Q-YO Blaster Review
Team Robot Black Hat takes a page from SNK’s playbook with their sprite-based shoot-em-up Q-YO Blaster. The detailed look and bevvy of bullets are most certainly there, but does it have the gameplay to match?
Q-YO Blaster Review
Players will certainly not be starved for options when it comes to this game. Before players even take off, they can choose their character (from pandas, guinea pigs, and more), their firing rate, and whether or not they want to focus on endurance or damage (or a combination of the two).
Different meters add some uniqueness to the game – a Pulse Meter lets you briefly turn bullets into collectible gems, while a Super meter can shoot out a large blast when properly charged. There is also an “assistant” meter that shoots out a number of different missiles when enough damage is dished out.

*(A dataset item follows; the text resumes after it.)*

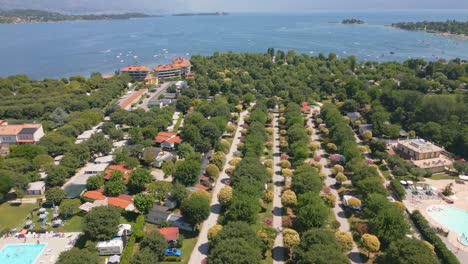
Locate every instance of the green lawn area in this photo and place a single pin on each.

It’s nice to have these options, but this isn’t the deepest game in the world. The gameplay itself is pretty straightforward for the genre – shoot anything and everything without getting shot yourself. This game could have all the meters in the world to aid you on your journey, but success ultimately boils down to how well you can maneuver enemy patterns and take down the enemy bugs.
These patterns can be kind of difficult to read, if only because of the art direction. The hitbox of each character does not correspond to how much real estate they take up on the screen, which makes it difficult to easily make it through the fodder. In addition, certain bullets do not stand out from the background, so death is often due to a stray bullet that blended in just a little too well. This would be fine if there was a health meter, but this is a one-hit-and-you’re-dead kind of shmup.
This also leads to the art direction – some parts were designed with more care than others. The sprites have many frames of animation and try to tap into the same vein as Cuphead, but they do not contain as much detail. As a result, the game tends to look a little muddy at times, and borderline garish. It’s a shame too, because the potential is most certainly there.
The entirety of Q-YO Blaster’s eight levels can be completed in around 45 minutes, which makes it a little on the short side. Some levels can be completed in a matter of minutes, and are over before they even begin. Outside of some more difficult settings and the different characters, there is not a ton here to keep people going.
Q-YO Blaster has got its heart in the right place, but it doesn’t quite have the follow-through to stand out amongst the greats. It’s art style is both its greatest strength and biggest weakness, and it’s short length means it doesn’t really have much staying power.